COMBINATION OF FEULGEN NUCLEAR REACTION WITH IMMUNOFLUORESCENT STAINING FOR PHOTOPRODUCTS OF DNA AFTER UV-IRRADIATION

Abstract

Immunofluorescent staining for nuclear UV photoproducts was combined with nuclear Feulgen reaction for cytofluorometry to quantitate the potency of excision repair of the lesions per unit amount of DNA on a single cell. Isolated hepatocytes and cerebellar neurons of adult rat were UV-irradiated and reacted with rabbit antiserum containing antibodies to photoproducts of DNA after UV-irradiation.
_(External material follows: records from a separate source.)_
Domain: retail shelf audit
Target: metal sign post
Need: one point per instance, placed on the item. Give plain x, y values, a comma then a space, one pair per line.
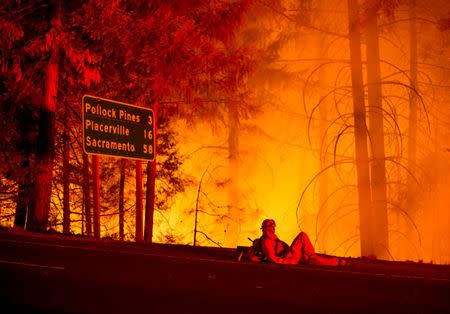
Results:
117, 129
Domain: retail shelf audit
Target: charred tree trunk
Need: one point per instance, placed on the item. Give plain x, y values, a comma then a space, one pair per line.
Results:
38, 217
151, 177
359, 112
24, 193
412, 120
121, 199
87, 195
234, 214
376, 131
66, 177
139, 197
96, 195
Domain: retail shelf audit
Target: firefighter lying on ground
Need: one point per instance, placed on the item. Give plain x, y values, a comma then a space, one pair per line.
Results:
268, 248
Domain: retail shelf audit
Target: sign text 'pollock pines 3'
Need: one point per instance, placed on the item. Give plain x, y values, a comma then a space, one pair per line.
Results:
116, 129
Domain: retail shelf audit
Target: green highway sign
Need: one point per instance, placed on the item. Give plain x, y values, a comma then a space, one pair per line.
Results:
117, 129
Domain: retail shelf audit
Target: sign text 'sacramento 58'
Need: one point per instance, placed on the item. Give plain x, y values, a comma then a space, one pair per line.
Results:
117, 129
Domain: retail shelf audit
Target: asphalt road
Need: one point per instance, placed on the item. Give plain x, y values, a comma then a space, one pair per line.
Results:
54, 274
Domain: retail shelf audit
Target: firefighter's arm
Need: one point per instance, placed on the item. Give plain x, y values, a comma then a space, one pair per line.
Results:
268, 247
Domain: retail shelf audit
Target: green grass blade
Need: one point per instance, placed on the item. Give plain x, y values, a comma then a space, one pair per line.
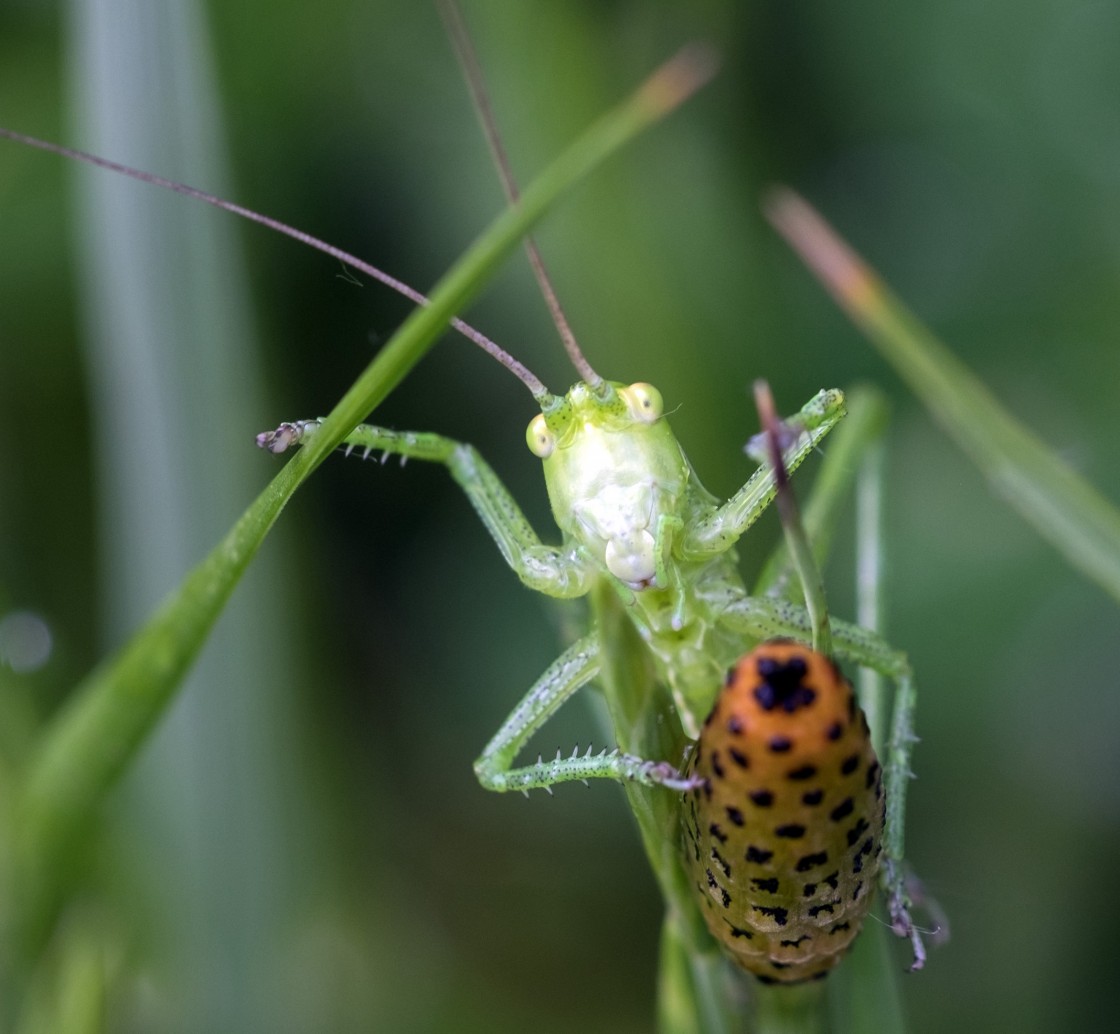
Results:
113, 710
1061, 504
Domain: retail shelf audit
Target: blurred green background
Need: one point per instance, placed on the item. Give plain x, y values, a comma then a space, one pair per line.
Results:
304, 846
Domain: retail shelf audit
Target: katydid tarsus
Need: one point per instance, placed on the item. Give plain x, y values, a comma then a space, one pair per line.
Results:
641, 536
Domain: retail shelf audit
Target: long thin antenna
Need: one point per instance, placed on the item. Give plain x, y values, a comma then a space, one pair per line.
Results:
473, 73
801, 551
518, 369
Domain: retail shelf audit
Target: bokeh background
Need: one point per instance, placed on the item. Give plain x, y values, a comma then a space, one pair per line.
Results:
302, 846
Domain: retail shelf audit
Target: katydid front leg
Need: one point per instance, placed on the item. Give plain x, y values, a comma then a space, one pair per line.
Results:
554, 571
574, 669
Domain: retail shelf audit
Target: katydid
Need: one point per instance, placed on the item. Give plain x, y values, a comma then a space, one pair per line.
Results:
649, 545
637, 527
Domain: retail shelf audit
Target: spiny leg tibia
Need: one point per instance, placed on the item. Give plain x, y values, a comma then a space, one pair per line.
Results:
554, 571
574, 669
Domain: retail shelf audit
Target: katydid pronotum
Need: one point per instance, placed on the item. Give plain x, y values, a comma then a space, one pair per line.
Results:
647, 542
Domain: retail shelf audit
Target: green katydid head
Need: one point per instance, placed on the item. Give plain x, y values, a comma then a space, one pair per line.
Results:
612, 467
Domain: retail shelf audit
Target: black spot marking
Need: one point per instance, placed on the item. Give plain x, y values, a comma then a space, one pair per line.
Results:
783, 685
810, 862
715, 885
857, 831
780, 915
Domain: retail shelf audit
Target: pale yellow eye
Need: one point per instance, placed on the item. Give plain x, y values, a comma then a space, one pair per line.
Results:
645, 402
540, 439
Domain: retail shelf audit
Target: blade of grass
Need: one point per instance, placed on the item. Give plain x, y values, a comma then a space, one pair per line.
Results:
1061, 504
112, 711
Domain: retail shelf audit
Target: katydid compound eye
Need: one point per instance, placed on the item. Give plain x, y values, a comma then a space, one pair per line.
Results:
540, 439
645, 402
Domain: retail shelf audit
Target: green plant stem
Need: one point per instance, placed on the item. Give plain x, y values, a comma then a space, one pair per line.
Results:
1061, 504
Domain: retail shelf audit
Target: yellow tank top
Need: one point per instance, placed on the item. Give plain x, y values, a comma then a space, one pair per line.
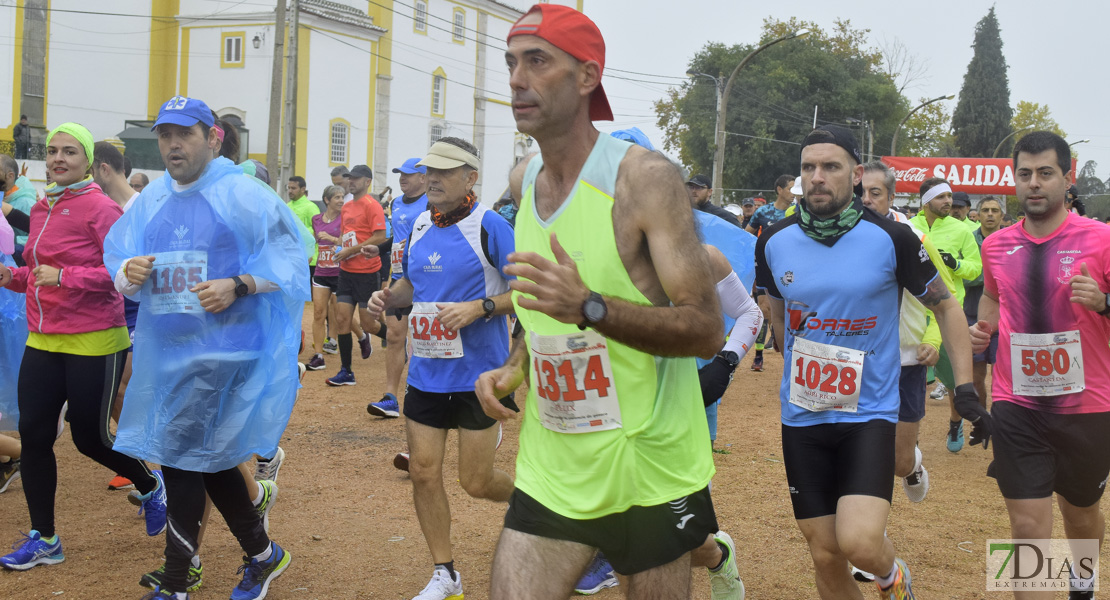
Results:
605, 427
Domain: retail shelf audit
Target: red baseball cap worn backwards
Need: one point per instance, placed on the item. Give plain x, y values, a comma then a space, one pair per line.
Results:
574, 33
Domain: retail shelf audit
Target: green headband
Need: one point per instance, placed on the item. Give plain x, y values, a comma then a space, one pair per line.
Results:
79, 133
The UV induced lesions were demonstrated by indirect immunofluorescent technique using FITC [first important soluble component] labeled anti-rabbit''s immunoglobulin antibody. The immunofluorescent staining was combined with subsequent Feulgen nuclear reaction after stabilizing the fluorescent dye-immunoglubulin complex by post-fixation with absolute ethanol. As a linear relationship was found between fluorescence intensity and concentration of free and protein-bound FITC up to absorbance value of 0.1, intensity of the immunofluorescent staining was controlled not to exceed this limit. Two peaks of fluorescence of FITC (520 nm) and Feulgen dye (613 nm) were separately identified on a double-stained nucleus with respective excitation by 450 nm and 543 nm without interference of each other''s fluorescence. Proportionality between DNA content and amount of Feulgen fluorescence was preserved in the double stained hepatocytes and cerebellar neurons. Linear relationships were noted between the amounts of Feulgen DNA and nuclear FITC in the same cells immediately after UV-irradiation. The amounts of photoproducts produced in unit amount of nuclear DNA are equal in all cells irrespective of the kinds of tissues and stages of cell cycle.